Minimum bars needed: long_period + signal_period bars (default params: 35 bars (long_period=26, signal_period=9))

The slow EMA needs long_period bars, then the signal line EMA needs signal_period additional bars on top. After warmup, all MACD components update in real-time.

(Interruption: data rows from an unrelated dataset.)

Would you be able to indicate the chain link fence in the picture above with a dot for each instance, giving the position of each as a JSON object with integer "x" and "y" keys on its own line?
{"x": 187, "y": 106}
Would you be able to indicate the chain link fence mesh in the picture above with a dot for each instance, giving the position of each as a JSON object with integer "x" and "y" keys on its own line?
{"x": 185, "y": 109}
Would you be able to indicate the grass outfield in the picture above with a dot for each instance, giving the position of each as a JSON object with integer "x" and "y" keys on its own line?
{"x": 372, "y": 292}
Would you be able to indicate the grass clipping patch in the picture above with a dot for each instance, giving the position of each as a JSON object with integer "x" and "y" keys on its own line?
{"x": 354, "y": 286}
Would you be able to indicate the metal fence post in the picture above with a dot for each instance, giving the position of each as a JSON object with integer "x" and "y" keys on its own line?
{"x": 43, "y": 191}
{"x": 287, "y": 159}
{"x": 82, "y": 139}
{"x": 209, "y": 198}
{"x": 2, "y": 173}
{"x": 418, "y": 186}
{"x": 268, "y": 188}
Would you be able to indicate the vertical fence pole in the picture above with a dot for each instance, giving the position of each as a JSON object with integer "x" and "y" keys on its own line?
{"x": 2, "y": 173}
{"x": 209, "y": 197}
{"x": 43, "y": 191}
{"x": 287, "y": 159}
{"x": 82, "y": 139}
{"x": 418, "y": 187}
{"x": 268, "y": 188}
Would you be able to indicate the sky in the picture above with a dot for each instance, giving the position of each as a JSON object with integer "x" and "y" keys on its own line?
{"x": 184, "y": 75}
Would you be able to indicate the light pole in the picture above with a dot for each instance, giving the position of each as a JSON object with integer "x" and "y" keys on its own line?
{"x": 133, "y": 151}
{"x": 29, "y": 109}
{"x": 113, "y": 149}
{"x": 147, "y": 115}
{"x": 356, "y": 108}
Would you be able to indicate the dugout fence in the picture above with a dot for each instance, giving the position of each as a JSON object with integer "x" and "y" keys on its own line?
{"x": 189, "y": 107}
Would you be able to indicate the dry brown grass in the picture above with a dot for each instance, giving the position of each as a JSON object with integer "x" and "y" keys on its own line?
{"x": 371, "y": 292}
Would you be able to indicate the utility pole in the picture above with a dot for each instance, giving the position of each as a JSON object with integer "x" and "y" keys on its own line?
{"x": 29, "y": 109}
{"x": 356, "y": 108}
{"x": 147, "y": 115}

After the warmup window is filled, this indicator produces a new value on every incoming bar in real-time.

Lagging Indicator

MACD line, histogram, and signal line all lag behind price moves.

EventLagDetail
MACD line crosses zero (trend change)long_period / 2 barsDominated by the slow EMA
MACD histogram changes signlong_period / 2 barsHistogram = MACD − Signal; inherits MACD lag
Signal line crossover (buy/sell trigger)long_period / 2 + signal_period / 2 barsSignal is EMA of MACD; adds extra smoothing on top of MACD lag

Formula for custom params: MACD ≈ long_period / 2; signal ≈ long_period / 2 + signal_period / 2

The Moving Average Convergence Divergence (MACD) is used to identify trend direction, strength, and potential reversals. It is based on the relationship between two Exponential Moving Averages (EMAs) and includes a histogram to visualize momentum.

def macd(
data: Union[PdDataFrame, PlDataFrame],
source_column: str,
short_period: int = 12,
long_period: int = 26,
signal_period: int = 9,
macd_column: str = "macd",
signal_column: str = "macd_signal",
histogram_column: str = "macd_histogram"
) -> Union[PdDataFrame, PlDataFrame]:

Example

from investing_algorithm_framework import download

from pyindicators import macd

pl_df = download(
symbol="btc/eur",
market="binance",
time_frame="1d",
start_date="2023-12-01",
end_date="2023-12-25",
save=True,
storage_path="./data"
)
pd_df = download(
symbol="btc/eur",
market="binance",
time_frame="1d",
start_date="2023-12-01",
end_date="2023-12-25",
pandas=True,
save=True,
storage_path="./data"
)

# Calculate MACD for Polars DataFrame
pl_df = macd(pl_df, source_column="Close", short_period=12, long_period=26, signal_period=9)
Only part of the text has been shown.